2.3               Tanggapan atau penilaian
                        Novel Nyai Dasima merupakan novel yang ditulis ulang oleh S.M Ardan. Novel yang pertama ditulis oleh G. Francis adalah Tjerita Njai Dasima. Ardan mengungkapkan bahwa versi ‘kolonial’ (G. Francis) memperlihatkan nada anti muslim yang pada masanya berarti anti-Pribumi. Tokoh-tokoh dalam cerita itu semuanya jelek, kecuali Tuan W. Ardan menolak sekali dengan karakterisasi dari Francis itu.
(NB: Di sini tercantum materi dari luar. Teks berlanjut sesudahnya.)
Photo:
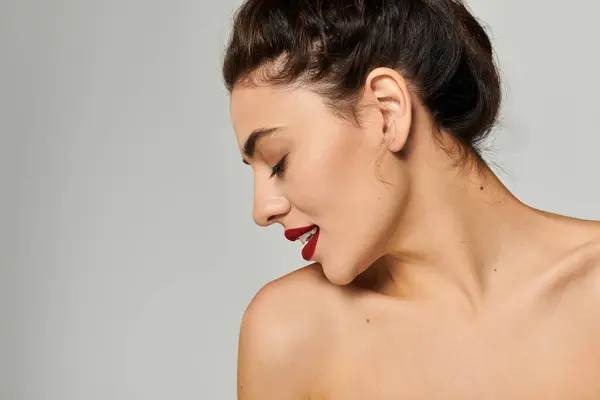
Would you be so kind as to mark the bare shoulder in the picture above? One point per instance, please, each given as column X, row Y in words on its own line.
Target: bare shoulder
column 579, row 269
column 284, row 336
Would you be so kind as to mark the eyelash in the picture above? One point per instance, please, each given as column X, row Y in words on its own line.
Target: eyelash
column 279, row 168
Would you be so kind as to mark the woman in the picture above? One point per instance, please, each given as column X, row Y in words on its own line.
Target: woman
column 363, row 122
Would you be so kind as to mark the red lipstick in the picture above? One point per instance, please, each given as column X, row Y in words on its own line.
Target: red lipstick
column 294, row 234
column 309, row 248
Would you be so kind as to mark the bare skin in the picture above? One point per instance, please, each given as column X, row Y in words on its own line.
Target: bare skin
column 451, row 288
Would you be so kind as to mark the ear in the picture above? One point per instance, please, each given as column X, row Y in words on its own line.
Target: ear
column 393, row 99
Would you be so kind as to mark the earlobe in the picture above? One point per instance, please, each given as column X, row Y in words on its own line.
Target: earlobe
column 393, row 100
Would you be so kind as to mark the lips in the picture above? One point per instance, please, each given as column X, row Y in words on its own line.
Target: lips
column 309, row 248
column 294, row 234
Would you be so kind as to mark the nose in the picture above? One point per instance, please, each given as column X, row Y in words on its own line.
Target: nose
column 269, row 204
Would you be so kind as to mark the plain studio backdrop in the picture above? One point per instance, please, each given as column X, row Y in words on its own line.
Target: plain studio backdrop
column 127, row 249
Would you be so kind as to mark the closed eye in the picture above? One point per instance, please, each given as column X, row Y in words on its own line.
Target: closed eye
column 279, row 168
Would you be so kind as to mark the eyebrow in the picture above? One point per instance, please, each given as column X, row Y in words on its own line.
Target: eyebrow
column 256, row 135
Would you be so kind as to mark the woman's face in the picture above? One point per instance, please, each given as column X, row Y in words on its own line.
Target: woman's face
column 317, row 169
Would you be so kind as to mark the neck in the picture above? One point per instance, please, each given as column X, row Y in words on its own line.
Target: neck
column 463, row 235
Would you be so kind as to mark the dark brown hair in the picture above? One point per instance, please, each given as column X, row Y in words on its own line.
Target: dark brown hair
column 437, row 45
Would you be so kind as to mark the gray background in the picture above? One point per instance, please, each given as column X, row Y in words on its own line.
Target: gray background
column 128, row 251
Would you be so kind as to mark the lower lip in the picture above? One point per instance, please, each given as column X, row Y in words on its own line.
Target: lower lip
column 309, row 248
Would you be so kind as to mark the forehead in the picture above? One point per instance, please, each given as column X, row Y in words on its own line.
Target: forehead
column 253, row 107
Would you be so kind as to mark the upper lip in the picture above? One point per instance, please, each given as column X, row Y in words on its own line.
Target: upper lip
column 294, row 233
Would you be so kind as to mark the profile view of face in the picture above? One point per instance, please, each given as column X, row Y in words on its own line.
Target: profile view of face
column 315, row 168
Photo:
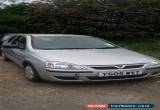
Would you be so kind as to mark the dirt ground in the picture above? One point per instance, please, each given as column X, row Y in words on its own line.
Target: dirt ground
column 16, row 93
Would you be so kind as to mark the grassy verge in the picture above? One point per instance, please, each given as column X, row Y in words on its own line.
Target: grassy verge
column 151, row 48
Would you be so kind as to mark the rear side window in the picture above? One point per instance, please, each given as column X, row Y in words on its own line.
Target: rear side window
column 11, row 39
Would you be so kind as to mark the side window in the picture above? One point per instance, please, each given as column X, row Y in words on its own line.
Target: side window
column 15, row 40
column 11, row 39
column 19, row 41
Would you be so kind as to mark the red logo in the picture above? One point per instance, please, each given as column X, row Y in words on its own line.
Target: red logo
column 96, row 105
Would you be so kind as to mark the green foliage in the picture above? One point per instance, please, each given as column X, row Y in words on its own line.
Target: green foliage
column 110, row 19
column 151, row 47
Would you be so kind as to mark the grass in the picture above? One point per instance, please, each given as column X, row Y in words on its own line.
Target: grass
column 151, row 48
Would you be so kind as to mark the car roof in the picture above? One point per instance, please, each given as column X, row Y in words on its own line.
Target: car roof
column 37, row 35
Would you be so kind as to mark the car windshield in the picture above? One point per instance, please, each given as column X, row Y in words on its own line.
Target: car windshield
column 69, row 42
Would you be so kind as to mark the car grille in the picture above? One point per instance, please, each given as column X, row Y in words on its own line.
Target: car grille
column 133, row 66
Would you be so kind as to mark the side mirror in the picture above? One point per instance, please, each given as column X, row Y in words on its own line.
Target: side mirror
column 10, row 46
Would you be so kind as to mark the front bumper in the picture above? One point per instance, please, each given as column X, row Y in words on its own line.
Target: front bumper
column 79, row 76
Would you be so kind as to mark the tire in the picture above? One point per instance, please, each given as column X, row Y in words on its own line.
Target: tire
column 31, row 74
column 5, row 57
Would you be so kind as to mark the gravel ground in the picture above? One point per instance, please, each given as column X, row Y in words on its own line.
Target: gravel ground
column 16, row 93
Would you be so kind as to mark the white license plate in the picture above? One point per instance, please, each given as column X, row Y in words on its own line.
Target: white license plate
column 121, row 73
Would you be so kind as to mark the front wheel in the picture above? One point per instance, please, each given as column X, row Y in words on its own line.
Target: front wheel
column 31, row 74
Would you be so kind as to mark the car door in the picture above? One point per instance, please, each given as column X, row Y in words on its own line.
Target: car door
column 19, row 53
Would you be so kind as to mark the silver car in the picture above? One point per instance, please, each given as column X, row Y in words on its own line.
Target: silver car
column 56, row 57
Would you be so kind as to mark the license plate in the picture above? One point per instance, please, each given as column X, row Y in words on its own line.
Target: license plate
column 122, row 73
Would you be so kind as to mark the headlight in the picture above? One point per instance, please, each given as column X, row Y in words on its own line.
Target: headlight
column 63, row 66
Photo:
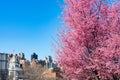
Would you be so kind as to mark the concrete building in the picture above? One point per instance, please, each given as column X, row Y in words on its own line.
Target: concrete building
column 34, row 56
column 3, row 66
column 14, row 68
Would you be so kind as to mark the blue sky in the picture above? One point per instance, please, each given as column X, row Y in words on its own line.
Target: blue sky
column 28, row 25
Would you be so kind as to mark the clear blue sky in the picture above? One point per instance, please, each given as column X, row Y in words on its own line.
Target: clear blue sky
column 28, row 25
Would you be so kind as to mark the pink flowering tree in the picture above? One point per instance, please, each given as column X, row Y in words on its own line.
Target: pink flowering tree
column 89, row 45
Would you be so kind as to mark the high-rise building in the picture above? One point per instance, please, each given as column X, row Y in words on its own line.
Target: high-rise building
column 14, row 68
column 34, row 56
column 3, row 66
column 22, row 56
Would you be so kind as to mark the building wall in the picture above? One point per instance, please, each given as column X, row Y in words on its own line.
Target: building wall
column 3, row 65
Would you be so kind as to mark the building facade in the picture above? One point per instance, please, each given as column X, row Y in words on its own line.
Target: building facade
column 3, row 66
column 34, row 56
column 14, row 68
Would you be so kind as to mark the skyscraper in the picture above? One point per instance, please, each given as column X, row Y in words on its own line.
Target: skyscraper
column 34, row 56
column 3, row 66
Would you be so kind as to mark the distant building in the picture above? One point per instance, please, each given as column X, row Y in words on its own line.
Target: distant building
column 34, row 56
column 3, row 66
column 49, row 62
column 22, row 56
column 14, row 68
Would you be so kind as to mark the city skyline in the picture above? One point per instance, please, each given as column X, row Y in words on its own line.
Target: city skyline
column 28, row 26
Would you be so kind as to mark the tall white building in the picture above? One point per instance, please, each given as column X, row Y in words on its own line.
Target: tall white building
column 14, row 68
Lalu pada tahun 1960, Ardan memulai upayanya dengan membuat versi baru Tjerita Njai Dasima yang dipublikasikan sebagai cerita bersambung yang berjudul “Njai Dasima” dalam koran Warta Barita September-Oktober 1960.
                        Ciri umum dari karangan-karangan Ardan selalu menggunakan tokoh dari warga masyarakat Betawi dari kalangan pinggiran, seperti tukang becak, kusir, gelandangan, pelacur dan sebagainya. Segi etnografisnya diperlihatkan Ardan cenderung untuk merekam permainan anak-anak Kampung Betawi. Lalu tema, tema cerita yang disuguhkan Ardan di setiap karyanya berkisar di sseputar kesusahan hidup sehari-hari.
                        Adanya tokoh-tokoh yang berlebihan, bisa saja “jatuh” secara kualitatif, tapi secara kuantitatif sangat mungkin mampu memenuhu ekspetasi pembaca. Hadirnya karakter yang budiman, dengki, tega dalam menista, serta kejam merupakan suatu keharusan yang diam-diam dituntut oleh pembaca. Semua karakter ini ada dalam novel Nyai Dasima ini. Karakter hitam-putih pada cerita novel ini menjadi ruang bagi pembaca. Pembaca seperti memperoleh tempat pelarian yang menyenangkan.
                        Pengarang menggambarkan suatu permasalahan yang kompleks dalam satu novel membuat saya kagum dan sangat mengapresiasi novel ini. kehidupan di dalam novel ini tidak jauh berbeda dengan kehidupan bermasyarakat pada umumnya. sehingga ketika membaca novel ini kita dapat dengan mudah untuk larut dalam cerita. Dengan membaca novel ini, kita dapat mendapatkan pesan-pesan moral, sosial, dan budaya.selain itu juga kita dapat mendapatkan nilai budaya, yaitu penggunaan Bahasa Betawi yang merupakan nilai budaya dari bangsa Indonesia.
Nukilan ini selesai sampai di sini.